The Soyuz TMA-02M spacecraft, carrying Russian cosmonaut Sergey Volkov, Japanese astronaut Satoshi Furukawa and NASA astronaut Michael Fossum, undocked from the Rassvet module of the ISS at 03.00 a.m. Moscow time (23:00 GMT on Monday).
The spacecraft is expected to land in a designated area in Kazakhstan at around 06.30 a.m. Moscow time (02:30 GMT).
The search for the landing capsule will be conducted by 15 aircraft (three planes and 12 Mi-8 helicopters) and six rescue vehicles.
Volkov, Furukawa and Fossum arrived at the ISS aboard Soyuz TMA-02M in June as part of Expedition 29. Their stay at the space station has been extended for almost a week due to a delayed arrival of three new ISS crewmembers.
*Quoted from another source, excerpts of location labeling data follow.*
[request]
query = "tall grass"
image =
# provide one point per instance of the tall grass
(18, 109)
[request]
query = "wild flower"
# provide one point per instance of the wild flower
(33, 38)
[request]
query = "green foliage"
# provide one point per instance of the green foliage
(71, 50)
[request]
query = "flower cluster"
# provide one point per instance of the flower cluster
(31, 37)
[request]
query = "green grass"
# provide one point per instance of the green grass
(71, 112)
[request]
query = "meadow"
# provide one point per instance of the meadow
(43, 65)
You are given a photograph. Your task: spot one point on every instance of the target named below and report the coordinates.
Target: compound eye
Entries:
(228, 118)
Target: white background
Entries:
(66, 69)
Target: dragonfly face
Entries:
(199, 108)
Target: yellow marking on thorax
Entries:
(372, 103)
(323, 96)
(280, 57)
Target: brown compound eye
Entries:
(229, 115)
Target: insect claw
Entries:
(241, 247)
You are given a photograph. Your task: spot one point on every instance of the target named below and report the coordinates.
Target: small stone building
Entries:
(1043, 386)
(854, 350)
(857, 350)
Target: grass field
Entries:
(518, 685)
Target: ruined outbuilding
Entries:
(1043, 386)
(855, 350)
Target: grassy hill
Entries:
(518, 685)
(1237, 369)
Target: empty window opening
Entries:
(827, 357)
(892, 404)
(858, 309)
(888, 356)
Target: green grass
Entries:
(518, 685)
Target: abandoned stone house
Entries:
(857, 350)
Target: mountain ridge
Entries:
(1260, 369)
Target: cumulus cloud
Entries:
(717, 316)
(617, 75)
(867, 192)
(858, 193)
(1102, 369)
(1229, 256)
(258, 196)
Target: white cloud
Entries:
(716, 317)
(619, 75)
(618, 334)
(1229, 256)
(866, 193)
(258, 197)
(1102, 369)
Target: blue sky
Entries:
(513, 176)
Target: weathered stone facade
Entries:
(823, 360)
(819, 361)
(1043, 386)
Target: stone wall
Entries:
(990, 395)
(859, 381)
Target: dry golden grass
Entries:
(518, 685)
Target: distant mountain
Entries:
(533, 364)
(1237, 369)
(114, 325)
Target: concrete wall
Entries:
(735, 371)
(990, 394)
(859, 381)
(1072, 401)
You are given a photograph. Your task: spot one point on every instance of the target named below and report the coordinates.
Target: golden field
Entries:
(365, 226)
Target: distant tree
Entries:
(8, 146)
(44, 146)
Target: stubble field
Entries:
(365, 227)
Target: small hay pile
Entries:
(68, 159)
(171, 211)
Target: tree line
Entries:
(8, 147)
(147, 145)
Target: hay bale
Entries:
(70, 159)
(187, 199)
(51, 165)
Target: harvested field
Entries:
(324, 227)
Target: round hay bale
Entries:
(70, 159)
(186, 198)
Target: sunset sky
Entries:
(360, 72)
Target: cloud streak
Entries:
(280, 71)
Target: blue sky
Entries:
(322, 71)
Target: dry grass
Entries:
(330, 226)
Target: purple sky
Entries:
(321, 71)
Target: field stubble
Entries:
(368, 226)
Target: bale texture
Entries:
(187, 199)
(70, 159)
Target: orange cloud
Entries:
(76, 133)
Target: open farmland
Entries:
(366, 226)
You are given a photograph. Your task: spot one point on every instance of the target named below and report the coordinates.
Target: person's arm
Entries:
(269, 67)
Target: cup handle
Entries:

Russian Soyuz and Progress spacecraft have taken the bulk of crew rotation and cargo missions to the ISS after NASA stopped launching its shuttles earlier this year. Under a contract between Russian space agency Roscosmos and NASA, signed on March 14, Soyuz spacecraft will take at least 12 U.S. astronauts to the ISS and back until 2016.